Unexpected Failures
Let’s consider the following test case used in a first-year programming course that requires students to write C programs.
def test_mode():
"""Check if the student's program calculates the mode correctly."""
# Prepare arguments for subprocess
args = ["./mode", "1", "2", "2", "3", "3"]
# Run the process
result = subprocess.run(args, text=True, capture_output=True)
# Check for abnormal exit conditions
assert result.returncode == 0 and result.stdout != "", "Program exited abnormally"
# Verify the output
lines = result.stdout.splitlines()
# lines[0] has to contain the output
ans = list(map(int, lines[0].split()))
expected_mode = [2, 3]
assert ans == expected_mode, "Incorrect output"
# If all assertions pass
pass
The assessment creator has coded several novice-friendly messages to aid students in interpreting the feedback. Ideally, the test case should only fail at those assertions. However, this code can also fail at the line:
ans = list(map(int, lines[0].split()))
This failure can occur because the student’s program may output non-integer
characters, causing the map(int, ...)
to fail. The resulting feedback would
be:
ValueError: invalid literal for int() with base 10: 'mode'
This feedback is not novice-friendly and, even worse, it is unrelated to C programming.

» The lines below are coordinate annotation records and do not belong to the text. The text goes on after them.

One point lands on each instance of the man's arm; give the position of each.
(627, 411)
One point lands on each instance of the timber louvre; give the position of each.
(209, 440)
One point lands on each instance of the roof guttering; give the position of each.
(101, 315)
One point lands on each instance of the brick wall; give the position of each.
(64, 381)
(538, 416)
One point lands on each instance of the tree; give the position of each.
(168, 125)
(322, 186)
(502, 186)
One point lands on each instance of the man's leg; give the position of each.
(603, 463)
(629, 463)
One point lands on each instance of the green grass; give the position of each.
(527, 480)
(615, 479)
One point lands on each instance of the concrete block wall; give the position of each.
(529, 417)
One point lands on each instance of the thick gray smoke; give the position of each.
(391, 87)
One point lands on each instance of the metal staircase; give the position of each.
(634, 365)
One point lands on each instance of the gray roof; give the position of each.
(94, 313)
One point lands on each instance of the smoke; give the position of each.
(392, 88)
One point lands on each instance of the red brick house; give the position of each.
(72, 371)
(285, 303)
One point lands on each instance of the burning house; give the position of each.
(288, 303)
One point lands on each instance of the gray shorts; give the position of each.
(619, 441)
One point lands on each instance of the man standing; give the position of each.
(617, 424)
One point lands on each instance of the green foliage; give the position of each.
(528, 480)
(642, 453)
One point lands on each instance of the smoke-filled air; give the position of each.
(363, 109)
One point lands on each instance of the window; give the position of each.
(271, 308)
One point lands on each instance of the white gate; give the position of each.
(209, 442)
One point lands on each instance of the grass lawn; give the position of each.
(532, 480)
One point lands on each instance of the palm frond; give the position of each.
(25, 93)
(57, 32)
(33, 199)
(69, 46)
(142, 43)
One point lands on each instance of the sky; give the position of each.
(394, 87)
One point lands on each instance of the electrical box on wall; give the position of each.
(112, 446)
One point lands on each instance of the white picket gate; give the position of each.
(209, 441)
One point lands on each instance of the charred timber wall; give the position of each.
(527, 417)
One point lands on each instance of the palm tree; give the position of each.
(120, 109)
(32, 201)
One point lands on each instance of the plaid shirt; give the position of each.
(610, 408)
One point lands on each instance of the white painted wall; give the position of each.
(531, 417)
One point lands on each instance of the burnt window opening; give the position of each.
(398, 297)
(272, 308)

The point I want to make here is that most of the time, we want the test case to fail only at assertions or at any place that is expected. If the test case fails outside of assertions, this is what I refer to as an unexpected failure.
Solution
The solution is actually quite simple: for any test case that contains non-assertion code, we code an outcome flipped version.
def test_a():
x = common_code()
assert x == 0
def test_a_flipped():
x = common_code()
assert x != 0
If one passes and the other fails, we know they both reached the assertion. This strategy helps ensure that the test cases fail only for the intended reasons.